Место издания:Tomsk Polytechnic University Tomsk, Russia
Первая страница:40
Последняя страница:41
Аннотация:Laser-induced breakdown spectrometry (LIBS) is an emerging technique for materials analysis, based on laser sampling and simultaneous detection of the light emission from a laser-induced plasma. The possibility of a non-contact sampling by focused laser radiation makes possible real-time analysis of samples of different origin (construction and composite materials, coating layers, alloys, environmental and geological objects, pieces of the art, etc.) with minimal sample preparation and extremely short analysis time. These advantages of LIBS give an opportunity for rapid direct analysis of materials during operation process. Quantitative analysis of steels is focused both on impurities and doping components determination, but there are numerous spectral interferences due to extremely complex emission spectra of iron. In the field of control of both metallurgy process and assessment of constructions (e.g. railway rails) it is important to solve this problem for reliable and accurate analysis result.

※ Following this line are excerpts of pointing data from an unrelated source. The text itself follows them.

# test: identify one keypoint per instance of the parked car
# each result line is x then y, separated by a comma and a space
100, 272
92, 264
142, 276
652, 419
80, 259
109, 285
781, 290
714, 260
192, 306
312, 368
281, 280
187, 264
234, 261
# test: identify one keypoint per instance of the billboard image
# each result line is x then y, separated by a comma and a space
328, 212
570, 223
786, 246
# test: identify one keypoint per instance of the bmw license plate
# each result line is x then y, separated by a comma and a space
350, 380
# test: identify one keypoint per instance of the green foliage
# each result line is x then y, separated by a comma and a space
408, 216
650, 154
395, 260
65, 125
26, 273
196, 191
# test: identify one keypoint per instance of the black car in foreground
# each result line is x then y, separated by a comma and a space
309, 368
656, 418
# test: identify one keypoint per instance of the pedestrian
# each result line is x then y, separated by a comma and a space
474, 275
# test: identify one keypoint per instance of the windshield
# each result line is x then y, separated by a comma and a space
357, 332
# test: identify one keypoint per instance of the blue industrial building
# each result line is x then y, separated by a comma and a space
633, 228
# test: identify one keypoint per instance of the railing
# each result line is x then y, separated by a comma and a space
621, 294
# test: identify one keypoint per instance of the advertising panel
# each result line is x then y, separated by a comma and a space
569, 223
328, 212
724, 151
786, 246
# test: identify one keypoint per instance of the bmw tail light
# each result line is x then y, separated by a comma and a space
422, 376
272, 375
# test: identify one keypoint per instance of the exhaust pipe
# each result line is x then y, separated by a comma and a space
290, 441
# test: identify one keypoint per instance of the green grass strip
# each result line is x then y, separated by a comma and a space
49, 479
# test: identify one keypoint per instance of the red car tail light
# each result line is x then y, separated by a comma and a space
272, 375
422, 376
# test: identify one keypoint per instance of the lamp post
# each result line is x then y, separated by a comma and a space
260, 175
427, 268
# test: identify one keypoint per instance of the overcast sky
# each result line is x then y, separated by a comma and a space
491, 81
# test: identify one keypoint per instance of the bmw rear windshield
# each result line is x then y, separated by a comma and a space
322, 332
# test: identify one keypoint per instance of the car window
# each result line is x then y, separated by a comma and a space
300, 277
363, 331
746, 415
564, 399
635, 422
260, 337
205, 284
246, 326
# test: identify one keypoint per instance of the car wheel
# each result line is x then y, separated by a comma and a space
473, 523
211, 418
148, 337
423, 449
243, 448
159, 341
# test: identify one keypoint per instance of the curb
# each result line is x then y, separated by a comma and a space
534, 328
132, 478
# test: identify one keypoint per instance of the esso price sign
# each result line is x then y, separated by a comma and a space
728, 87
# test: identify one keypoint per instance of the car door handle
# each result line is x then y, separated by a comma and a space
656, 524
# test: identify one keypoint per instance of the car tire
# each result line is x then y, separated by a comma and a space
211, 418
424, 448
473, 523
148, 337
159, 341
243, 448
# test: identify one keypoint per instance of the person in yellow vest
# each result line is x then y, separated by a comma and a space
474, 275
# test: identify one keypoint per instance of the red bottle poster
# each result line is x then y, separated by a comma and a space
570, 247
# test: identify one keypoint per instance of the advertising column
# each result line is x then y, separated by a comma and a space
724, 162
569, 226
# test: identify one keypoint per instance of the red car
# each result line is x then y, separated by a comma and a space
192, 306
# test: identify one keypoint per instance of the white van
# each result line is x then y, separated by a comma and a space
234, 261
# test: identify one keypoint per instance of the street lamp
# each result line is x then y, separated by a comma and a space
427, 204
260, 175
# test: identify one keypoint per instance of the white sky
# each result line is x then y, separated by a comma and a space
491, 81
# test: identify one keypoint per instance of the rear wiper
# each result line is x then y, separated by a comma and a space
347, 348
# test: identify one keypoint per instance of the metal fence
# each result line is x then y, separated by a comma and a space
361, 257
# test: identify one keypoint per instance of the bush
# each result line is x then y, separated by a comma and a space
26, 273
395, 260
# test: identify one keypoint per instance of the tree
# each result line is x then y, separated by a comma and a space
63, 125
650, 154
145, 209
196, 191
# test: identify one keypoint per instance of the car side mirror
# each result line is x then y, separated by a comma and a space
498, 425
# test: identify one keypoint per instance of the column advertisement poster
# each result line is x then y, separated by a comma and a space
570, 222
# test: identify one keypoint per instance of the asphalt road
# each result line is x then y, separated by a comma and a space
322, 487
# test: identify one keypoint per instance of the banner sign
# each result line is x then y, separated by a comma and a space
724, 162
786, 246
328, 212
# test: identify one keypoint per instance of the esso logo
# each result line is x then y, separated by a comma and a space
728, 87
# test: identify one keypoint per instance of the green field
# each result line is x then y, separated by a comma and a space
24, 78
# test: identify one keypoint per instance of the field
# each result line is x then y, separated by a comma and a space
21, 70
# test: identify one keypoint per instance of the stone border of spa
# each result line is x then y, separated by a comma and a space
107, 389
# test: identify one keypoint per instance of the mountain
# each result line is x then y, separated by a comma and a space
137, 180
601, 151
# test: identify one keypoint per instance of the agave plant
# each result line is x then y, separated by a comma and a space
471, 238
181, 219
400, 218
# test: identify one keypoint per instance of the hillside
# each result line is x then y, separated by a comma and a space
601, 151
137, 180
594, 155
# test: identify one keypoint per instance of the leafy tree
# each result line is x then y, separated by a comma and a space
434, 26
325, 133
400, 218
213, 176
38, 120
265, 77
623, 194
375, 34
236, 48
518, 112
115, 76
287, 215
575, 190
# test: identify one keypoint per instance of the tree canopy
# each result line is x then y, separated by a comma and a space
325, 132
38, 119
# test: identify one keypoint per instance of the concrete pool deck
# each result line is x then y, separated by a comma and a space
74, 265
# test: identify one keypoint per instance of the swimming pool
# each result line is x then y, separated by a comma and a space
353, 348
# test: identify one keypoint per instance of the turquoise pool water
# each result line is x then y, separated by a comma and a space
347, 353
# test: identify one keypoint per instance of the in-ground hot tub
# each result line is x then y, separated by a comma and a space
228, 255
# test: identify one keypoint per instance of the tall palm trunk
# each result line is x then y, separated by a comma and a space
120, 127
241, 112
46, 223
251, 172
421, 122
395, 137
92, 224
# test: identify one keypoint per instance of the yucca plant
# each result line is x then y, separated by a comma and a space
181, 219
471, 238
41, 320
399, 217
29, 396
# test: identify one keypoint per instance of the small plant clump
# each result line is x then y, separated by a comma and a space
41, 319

Multivariate calibration techniques are commonly applied for analysis in the case of overlapping signals. In the present work we focused on searching an appropriate calibration strategy for LIBS determination either metal or non-metal components in various steels. We tried two multivariate regression methods (PCR and PLS) for solving the problem of spectral interferences for determination of silicon, chromium, nickel, manganese and carbon in steels. Data pre-processing includes the averaging of the spectra from several laser pulses and removing of the background as the minimal intensity in the spectrum. The stability of the model was verified by the one-leave-out cross-validation procedure. A special criterion for the determination an optimal number of principal components was used. We compared the results of multivariate regression with ordinary univariate linear regression. In cases of Mn and Cr we found experimental conditions to isolate an analytical lines and obtained a good univariate calibration with the use of baseline correction and an appropriate internal standard (R2~0.996). For Si multivariate calibration provides worse results than univariate calibration despite the existing of spectral interferences of Si with the lines of Ni and Cr (R2~0.86, R2~0.94, respectively). Nevertheless, multivariate linear regression methods gives moderate prediction capability for all elements of interest in the case of overlapping signals (R2~0.86 – 0.99).